The reason companies don’t do more First Class mail is because the government subsidizes it so deeply, that it would make no sense. Of course no private company would deliver first class mail in 2013 at .46 cents! It is absurd! Even a freshman economics major could calculate the level of overhead it would take to ship a letter from PA to CA (or from any one point to another) via first class and have it arrive at the exact correct address, in the same condition it was mailed in, in a specified number of days. It is simply not sustainable at .46 cents (which is why you work to pay the government so many taxes and even then it is not sustainable).

And that is why the United States Post Office has become an obsolete model. it makes sense first class mail should be more expensive. There is far less volume and more efficient, cost effective models of communication.

You saw this with the advent of the ice box. As more people purchased the new ice box, those that clung to ice paid a higher price for it until people either realizes it was too costly to cling to their ice or the iceman shut down his shop and started an icebox company. Same with the horse and buggies and cars.

Either way, through voluntary exchange (the only morally sound exchange there is), the individual consumers and producers determined outcomes and we are all better for it. Had government subsidized and controlled ice the way it does mail, it would only have prolong the inevitable) and kept a dying business afloat with tax dollars that could have been better spent back in the hands of the by the individual who actually earned them.

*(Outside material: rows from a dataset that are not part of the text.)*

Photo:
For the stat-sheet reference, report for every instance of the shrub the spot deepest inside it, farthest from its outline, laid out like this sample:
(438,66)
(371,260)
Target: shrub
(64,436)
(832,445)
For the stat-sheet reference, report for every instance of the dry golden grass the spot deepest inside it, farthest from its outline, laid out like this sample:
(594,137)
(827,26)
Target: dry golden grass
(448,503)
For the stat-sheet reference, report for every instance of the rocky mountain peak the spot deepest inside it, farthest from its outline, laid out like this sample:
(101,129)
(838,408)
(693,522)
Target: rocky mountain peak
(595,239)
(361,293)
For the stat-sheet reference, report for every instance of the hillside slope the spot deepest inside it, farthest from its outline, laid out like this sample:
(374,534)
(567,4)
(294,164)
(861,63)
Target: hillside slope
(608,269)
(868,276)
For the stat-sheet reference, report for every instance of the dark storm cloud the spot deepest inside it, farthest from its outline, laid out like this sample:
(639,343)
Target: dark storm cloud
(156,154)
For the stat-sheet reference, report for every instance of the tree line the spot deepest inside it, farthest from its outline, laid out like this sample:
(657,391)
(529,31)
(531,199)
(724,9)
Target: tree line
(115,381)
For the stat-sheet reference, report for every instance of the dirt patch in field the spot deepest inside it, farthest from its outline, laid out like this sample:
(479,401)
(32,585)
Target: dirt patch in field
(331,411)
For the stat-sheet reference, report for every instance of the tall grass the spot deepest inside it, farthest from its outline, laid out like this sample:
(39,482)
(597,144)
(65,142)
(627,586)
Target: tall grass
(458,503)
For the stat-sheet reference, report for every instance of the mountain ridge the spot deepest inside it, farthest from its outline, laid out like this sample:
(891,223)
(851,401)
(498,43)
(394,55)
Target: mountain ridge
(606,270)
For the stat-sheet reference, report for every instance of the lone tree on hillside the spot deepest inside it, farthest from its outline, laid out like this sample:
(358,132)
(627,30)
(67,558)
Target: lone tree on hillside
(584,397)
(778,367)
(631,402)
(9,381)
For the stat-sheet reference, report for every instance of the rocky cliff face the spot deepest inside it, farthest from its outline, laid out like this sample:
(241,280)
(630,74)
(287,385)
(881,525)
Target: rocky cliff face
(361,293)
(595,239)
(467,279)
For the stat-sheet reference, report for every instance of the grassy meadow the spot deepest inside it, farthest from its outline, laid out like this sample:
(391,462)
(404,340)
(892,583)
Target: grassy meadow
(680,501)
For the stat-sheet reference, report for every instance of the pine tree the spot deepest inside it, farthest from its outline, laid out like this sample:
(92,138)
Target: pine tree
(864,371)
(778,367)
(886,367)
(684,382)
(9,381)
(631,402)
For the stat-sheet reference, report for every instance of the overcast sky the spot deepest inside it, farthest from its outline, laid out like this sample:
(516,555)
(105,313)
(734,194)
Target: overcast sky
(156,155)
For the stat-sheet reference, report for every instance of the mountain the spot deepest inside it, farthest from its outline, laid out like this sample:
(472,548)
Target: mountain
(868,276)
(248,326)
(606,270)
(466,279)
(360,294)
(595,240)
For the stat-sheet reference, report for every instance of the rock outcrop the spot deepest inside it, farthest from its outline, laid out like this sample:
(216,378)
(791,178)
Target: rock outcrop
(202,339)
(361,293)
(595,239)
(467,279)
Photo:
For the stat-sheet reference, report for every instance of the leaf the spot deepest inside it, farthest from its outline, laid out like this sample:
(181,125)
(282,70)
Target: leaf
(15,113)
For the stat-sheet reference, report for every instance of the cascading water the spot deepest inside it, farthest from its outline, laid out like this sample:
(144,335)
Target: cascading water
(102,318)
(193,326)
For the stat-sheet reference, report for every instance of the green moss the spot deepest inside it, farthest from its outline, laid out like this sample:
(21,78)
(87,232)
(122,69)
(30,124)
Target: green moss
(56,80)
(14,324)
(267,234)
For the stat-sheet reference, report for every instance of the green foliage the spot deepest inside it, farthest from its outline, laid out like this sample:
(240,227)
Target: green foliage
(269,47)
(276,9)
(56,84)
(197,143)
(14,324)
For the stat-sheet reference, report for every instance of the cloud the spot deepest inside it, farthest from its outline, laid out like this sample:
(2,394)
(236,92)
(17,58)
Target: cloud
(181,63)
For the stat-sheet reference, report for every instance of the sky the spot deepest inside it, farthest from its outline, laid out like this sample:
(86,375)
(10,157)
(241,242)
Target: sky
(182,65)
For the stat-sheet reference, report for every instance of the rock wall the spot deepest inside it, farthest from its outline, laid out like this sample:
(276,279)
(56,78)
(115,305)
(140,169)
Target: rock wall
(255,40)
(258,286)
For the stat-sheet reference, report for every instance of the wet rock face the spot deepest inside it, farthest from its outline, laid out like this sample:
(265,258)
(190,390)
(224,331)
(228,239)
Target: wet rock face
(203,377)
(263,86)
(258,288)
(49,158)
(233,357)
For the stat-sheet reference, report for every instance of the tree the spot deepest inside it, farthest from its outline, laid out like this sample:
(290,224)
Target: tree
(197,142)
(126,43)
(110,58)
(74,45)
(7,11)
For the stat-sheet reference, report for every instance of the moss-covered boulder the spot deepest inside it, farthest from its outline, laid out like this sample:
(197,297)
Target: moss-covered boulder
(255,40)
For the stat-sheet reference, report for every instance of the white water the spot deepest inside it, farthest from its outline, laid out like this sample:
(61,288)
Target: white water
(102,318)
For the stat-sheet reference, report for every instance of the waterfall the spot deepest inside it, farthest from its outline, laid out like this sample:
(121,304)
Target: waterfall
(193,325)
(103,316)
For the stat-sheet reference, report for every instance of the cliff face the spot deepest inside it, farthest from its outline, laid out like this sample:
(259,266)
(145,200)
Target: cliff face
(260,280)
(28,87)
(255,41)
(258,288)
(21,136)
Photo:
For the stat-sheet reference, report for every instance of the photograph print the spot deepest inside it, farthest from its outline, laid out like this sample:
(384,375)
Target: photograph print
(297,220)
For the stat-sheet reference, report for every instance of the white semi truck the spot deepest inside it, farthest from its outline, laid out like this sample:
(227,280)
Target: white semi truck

So, first class mail should go the way of blocks of ice and horse and buggies. No, I’m not suggesting doing away entirely although, should the market bear that, then so be it. However, I doubt it should ever happen.

Even in today’s technological world, can we still not purchase ice with relative ease? There is still a market yet its purpose has become different, the market has adjusted according and the consumer and producer, through voluntary exchange, dictate the price. But no one (and I am sure there is an exception that would prove the rule here) buys chunks of ice to put in a Spring House to keep food. It would seem absurd. Even more absurd would be the government still propping up the model.

And so it is with first class mail. I think there will be a market for it but the post offices model of high volume, low cost deliverable is an old model that does not work and has not worked in our world for some time. The post office, a lumbering, inflexible bureaucracy dictated by laws rather than by common sense, has failed to adjust and therefore is going out of business.

So, you may take exception with my example but surely not human nature, economics and technological progress?